Papa and Baby Doc ruled Haiti for 28 long years, establishing one of the most corrupt and brutal dictatorships the world has known. Papa set up a personal militia called Tonton Macoutes to terrorise the people through killings, rape and threats of voodoo magic. An estimated 60,000 people died during the father-son rule. The country was sold out to multinational corporations. Even agriculture was discouraged – rice from US companies was sold at a subsidized price in order to finish off local production. International aid was also siphoned off by the Duvaliers. It is estimated that when Baby Doc was finally forced to flee Haiti in 1986, he took away $900 million with him.

Democracy denied

After a series of military coups, rigged elections and counter coups, Haiti’s first free election was held in 1990. Jean-Bernard Aristide, a popular leader, was elected. The US was not too comfortable with him and engineered protest movements against him. Within less than a year, he was overthrown by the military. The US was fully involved again and in 1994, US forces arrived in Haiti, claiming to bring about stability, but in reality trying to foist a more pliant leader. Ultimately, Aristide was allowed to come back on popular demand and Rene Preval (the current president) was elected president in 1996. In 2000, Aristide won the election again, much to the discomfort of the US, which engineered a blockade of the country. After 4 years of this isolation, the country was in ruins and rioting spread. The US sent in its armed forces, ostensibly to provide ‘stability’ but in fact to ensure that a friendly person takes over. Aristide was ousted and flown out to Central African Republic. The UN was maneuvered by the US into sending a peace keeping force so that it is not criticized for occupying Haiti like Iraq. Again, because of popular pressure, Preval from Aristide’s party was elected president in the elections in 2006.

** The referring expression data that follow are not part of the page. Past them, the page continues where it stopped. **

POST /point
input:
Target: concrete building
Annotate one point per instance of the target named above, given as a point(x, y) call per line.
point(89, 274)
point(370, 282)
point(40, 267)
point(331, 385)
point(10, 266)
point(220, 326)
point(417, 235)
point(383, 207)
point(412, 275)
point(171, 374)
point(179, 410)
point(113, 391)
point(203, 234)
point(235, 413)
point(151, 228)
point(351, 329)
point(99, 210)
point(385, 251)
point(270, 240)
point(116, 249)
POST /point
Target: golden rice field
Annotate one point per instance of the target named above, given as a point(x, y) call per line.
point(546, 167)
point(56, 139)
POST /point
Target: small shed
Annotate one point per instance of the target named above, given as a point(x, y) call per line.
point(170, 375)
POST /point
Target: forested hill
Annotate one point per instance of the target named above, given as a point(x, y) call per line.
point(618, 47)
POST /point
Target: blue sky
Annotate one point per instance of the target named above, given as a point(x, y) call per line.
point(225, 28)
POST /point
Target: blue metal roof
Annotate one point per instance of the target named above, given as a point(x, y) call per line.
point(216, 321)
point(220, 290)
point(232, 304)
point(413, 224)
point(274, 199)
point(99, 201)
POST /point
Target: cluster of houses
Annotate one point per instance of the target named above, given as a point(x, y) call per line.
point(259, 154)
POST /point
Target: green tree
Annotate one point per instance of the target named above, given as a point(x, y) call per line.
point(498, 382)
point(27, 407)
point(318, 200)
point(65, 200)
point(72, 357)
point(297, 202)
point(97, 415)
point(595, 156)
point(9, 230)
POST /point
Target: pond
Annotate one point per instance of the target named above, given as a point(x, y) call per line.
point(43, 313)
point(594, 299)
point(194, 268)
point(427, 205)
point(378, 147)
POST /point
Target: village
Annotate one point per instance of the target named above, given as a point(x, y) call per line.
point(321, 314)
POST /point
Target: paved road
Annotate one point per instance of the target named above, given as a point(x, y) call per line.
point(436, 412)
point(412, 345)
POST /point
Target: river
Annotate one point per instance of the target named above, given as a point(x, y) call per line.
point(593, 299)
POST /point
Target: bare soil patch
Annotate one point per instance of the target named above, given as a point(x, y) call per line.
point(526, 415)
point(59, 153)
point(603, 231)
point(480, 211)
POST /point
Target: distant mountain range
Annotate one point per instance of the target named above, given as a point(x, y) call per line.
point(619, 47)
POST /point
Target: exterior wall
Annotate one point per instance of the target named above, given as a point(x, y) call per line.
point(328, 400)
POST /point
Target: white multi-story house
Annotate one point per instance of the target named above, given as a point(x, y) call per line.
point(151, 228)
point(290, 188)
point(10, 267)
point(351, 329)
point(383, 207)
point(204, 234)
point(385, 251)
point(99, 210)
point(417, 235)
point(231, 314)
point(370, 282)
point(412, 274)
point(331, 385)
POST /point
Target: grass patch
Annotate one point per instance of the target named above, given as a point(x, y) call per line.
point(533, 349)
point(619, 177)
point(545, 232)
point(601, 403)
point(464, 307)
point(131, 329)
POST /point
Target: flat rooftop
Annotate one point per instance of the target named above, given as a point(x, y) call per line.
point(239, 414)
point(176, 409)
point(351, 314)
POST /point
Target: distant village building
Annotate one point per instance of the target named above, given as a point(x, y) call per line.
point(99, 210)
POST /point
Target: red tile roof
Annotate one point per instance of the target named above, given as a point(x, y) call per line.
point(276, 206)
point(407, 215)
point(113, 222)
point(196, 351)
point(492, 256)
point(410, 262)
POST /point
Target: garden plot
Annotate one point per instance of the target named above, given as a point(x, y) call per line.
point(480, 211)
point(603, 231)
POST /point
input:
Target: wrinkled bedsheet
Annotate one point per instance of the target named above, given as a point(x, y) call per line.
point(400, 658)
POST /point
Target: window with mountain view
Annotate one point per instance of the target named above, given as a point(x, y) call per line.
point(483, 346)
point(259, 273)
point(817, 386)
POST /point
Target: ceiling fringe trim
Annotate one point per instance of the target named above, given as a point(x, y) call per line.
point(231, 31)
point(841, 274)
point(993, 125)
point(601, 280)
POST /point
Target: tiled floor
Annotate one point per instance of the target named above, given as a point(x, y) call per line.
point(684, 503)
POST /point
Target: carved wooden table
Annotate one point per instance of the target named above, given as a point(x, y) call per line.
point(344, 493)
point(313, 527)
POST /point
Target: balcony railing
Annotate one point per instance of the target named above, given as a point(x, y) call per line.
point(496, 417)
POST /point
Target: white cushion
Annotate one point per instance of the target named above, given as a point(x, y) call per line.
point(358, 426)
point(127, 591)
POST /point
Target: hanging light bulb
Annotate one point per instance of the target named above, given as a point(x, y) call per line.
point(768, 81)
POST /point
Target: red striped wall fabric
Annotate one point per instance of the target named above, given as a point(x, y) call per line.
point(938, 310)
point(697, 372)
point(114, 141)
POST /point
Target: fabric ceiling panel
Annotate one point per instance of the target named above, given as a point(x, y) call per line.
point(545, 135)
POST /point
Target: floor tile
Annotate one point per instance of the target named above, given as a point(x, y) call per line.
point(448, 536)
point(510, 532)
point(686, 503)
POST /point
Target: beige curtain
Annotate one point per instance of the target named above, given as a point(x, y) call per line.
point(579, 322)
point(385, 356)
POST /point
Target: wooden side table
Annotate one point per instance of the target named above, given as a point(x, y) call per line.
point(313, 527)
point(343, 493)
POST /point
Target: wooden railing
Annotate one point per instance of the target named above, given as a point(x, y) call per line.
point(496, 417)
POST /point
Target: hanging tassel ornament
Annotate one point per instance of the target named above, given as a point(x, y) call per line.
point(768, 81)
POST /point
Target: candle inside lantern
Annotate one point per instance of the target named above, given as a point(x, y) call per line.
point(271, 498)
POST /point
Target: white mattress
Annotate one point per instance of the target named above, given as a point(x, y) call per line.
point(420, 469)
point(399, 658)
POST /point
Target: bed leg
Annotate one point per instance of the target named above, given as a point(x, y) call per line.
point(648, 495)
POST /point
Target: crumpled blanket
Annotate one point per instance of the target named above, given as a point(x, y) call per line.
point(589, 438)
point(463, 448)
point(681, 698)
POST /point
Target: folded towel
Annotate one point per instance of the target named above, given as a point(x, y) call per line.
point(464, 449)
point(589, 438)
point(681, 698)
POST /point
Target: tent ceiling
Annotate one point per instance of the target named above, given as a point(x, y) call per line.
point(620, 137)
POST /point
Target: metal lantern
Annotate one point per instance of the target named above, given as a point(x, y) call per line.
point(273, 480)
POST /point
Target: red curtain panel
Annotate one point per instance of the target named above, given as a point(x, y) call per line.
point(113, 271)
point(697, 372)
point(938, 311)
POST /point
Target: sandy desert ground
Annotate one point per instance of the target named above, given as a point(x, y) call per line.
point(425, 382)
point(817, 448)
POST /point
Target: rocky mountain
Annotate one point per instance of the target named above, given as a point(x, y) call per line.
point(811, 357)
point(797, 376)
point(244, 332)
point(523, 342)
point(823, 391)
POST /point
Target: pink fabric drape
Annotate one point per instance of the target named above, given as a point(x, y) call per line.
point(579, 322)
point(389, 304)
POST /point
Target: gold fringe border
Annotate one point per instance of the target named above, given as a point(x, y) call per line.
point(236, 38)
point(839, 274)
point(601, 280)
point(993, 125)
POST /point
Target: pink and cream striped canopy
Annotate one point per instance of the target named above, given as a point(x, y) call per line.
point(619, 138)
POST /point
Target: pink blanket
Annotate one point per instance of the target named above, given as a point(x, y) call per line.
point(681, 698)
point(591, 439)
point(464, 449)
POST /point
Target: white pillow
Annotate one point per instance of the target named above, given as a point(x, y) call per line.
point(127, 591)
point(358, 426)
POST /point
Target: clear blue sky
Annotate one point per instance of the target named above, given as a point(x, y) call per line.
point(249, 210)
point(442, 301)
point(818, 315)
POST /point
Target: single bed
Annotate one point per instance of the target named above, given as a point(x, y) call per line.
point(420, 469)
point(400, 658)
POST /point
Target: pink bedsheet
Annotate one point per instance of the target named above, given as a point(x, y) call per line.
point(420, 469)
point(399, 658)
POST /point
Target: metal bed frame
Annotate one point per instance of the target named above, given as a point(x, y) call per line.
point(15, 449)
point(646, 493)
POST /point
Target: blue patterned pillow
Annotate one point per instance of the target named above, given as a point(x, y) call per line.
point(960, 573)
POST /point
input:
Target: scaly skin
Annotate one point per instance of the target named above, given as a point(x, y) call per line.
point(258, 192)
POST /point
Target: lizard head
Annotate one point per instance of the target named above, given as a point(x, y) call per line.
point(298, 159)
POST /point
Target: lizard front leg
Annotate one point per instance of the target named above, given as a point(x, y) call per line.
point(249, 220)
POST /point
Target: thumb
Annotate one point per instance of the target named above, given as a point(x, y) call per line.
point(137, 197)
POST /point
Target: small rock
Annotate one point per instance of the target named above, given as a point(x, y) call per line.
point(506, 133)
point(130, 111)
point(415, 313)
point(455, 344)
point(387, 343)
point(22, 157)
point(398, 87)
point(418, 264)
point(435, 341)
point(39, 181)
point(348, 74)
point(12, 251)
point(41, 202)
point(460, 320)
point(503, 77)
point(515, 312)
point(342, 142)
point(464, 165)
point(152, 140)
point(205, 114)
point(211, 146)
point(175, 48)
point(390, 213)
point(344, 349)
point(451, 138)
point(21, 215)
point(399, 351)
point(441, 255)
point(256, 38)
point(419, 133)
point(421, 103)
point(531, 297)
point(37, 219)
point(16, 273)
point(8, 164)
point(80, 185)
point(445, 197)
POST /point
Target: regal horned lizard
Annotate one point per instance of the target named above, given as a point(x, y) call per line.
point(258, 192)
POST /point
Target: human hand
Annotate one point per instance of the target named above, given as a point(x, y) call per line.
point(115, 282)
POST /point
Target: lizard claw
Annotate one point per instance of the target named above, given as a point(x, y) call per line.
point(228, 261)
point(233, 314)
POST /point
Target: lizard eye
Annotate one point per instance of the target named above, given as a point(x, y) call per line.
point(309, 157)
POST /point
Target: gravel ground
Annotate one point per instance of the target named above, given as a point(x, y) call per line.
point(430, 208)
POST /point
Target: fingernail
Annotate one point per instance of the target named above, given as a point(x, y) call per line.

This brief history of the unfortunate people of Haiti shows how the island has been the playground of some of the most greedy forces in the world. Over 80% of Haitians own some land as a result of the first slave rebellion. But successive rulers have ensured that no self-reliant economy could ever develop. The Haitians were forced to subsist on the forests that they owned, in the absence of any other income. This led to 98% deforestation. The hillsides are denuded, and the topsoil has washed away, leaving the surface barren.

So, the next time you see or read about Haiti’s tragic earthquake and its aftermath, spare a thought to the 500 years of suffering that have led to it. Then we can understand the reason why the US is in such a big hurry to get in with their forces – it wants control, and it wants to divert the attention of its own people from a 10% unemployment rate in the US.

How serious the US or France or even UN is in helping Haiti becomes clear from a small event which took place in Montreal, Canada, a week after the earthquake. In a meeting of ‘Friends of Haiti’, consisting of US, France and 9 South American countries, the demand that Haiti’s $1 billion debt be cancelled was summarily turned down. A few million in aid is good publicity for the West. Cancelling $1 billion debt would be a very bad example. Remember, the US government gave $85 billion to save first one company, AIG!